The Hole in the City #1
Jan 11, 2014
On 22 February 2012, white-painted chairs were set up alongside busy Cashel Street in Christchurch, New Zealand, each one different from the others, all of them empty. They covered a freshly sodded swath of a freshly vacant lot, where Baptists used to go to church before an 18-second-long earthquake took out the church, along with about 8,000 other buildings in town.

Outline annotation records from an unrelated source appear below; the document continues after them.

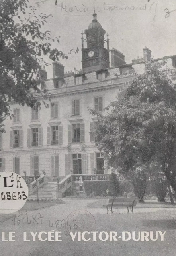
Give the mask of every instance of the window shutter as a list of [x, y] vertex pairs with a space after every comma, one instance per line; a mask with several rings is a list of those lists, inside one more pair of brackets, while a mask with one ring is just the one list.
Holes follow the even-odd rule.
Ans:
[[80, 113], [80, 101], [79, 100], [76, 100], [74, 101], [75, 104], [75, 114], [79, 115]]
[[2, 150], [2, 134], [0, 132], [0, 151]]
[[38, 156], [35, 156], [34, 158], [35, 161], [34, 175], [38, 175], [39, 174], [39, 158]]
[[84, 124], [80, 124], [80, 142], [84, 141]]
[[82, 154], [82, 174], [87, 174], [87, 154]]
[[70, 154], [65, 155], [65, 176], [67, 176], [70, 174]]
[[98, 112], [98, 97], [95, 98], [95, 110]]
[[16, 122], [16, 110], [14, 109], [14, 122]]
[[63, 127], [61, 125], [60, 125], [58, 128], [59, 129], [59, 144], [63, 144]]
[[68, 125], [68, 143], [71, 143], [72, 142], [72, 134], [71, 124]]
[[59, 155], [55, 156], [55, 176], [59, 176]]
[[39, 128], [39, 146], [42, 145], [42, 127]]
[[31, 175], [33, 175], [34, 174], [34, 156], [31, 157]]
[[54, 176], [55, 172], [55, 157], [54, 156], [51, 156], [51, 176]]
[[19, 146], [21, 148], [23, 147], [23, 130], [19, 130], [20, 134], [20, 143]]
[[51, 105], [51, 117], [54, 117], [54, 105]]
[[102, 97], [99, 97], [98, 98], [98, 111], [99, 112], [102, 112], [103, 111], [103, 98]]
[[6, 158], [2, 158], [2, 171], [3, 172], [4, 171], [5, 171], [5, 163], [6, 163]]
[[104, 159], [104, 173], [106, 174], [108, 174], [109, 173], [109, 170], [107, 167], [107, 162]]
[[16, 172], [18, 174], [20, 174], [20, 157], [15, 158], [16, 161]]
[[20, 121], [20, 108], [16, 109], [16, 122]]
[[12, 148], [12, 131], [10, 131], [9, 134], [10, 148]]
[[90, 141], [92, 142], [94, 141], [94, 138], [93, 135], [91, 134], [91, 132], [93, 131], [94, 128], [94, 123], [93, 122], [90, 123]]
[[15, 172], [15, 158], [13, 158], [13, 172]]
[[72, 100], [72, 115], [74, 115], [74, 100]]
[[54, 117], [58, 116], [58, 103], [55, 102], [54, 105]]
[[95, 168], [95, 160], [94, 153], [90, 153], [90, 173], [94, 174], [94, 168]]
[[30, 147], [31, 146], [31, 130], [30, 129], [27, 129], [27, 146]]
[[47, 145], [50, 145], [50, 127], [47, 127]]
[[35, 110], [34, 108], [32, 108], [31, 110], [31, 111], [32, 111], [32, 116], [31, 116], [31, 119], [32, 120], [34, 120], [35, 118]]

The chairs memorialize the 185 residents of Christchurch who died in the quake. One hundred fifteen of them were in a six-story office building that day across the street from what is now the memorial; in 18 seconds, the building pancaked and caught fire.
The chairs appeared one year to the day after the quake. Like so much else in the city's recovery from the disaster, the chair memorial, designed by Peter Majendie, was planned as transitional and very temporary, to remain on display for a week.
It's still there. Believe it or not, vandals steal chairs from the memorial every now and then, but so far at least, they've been replaced.
This transition stuff can be tough. New Zealand's latest census figures came out last month, revealing that more than 40,000 people have left Christchurch since the earthquake. The city is no longer the country's second largest. The official estimate now is that recovery will take twenty years, minimum.
Here is how people in Christchurch described the quake to us: the earth heaved straight upward, we were told, and then plummeted, slamming back down. Eyewitnesses reported seeing people literally thrown up into the air.
The next several posts will look at what's going on there nowadays, a little less than three years later.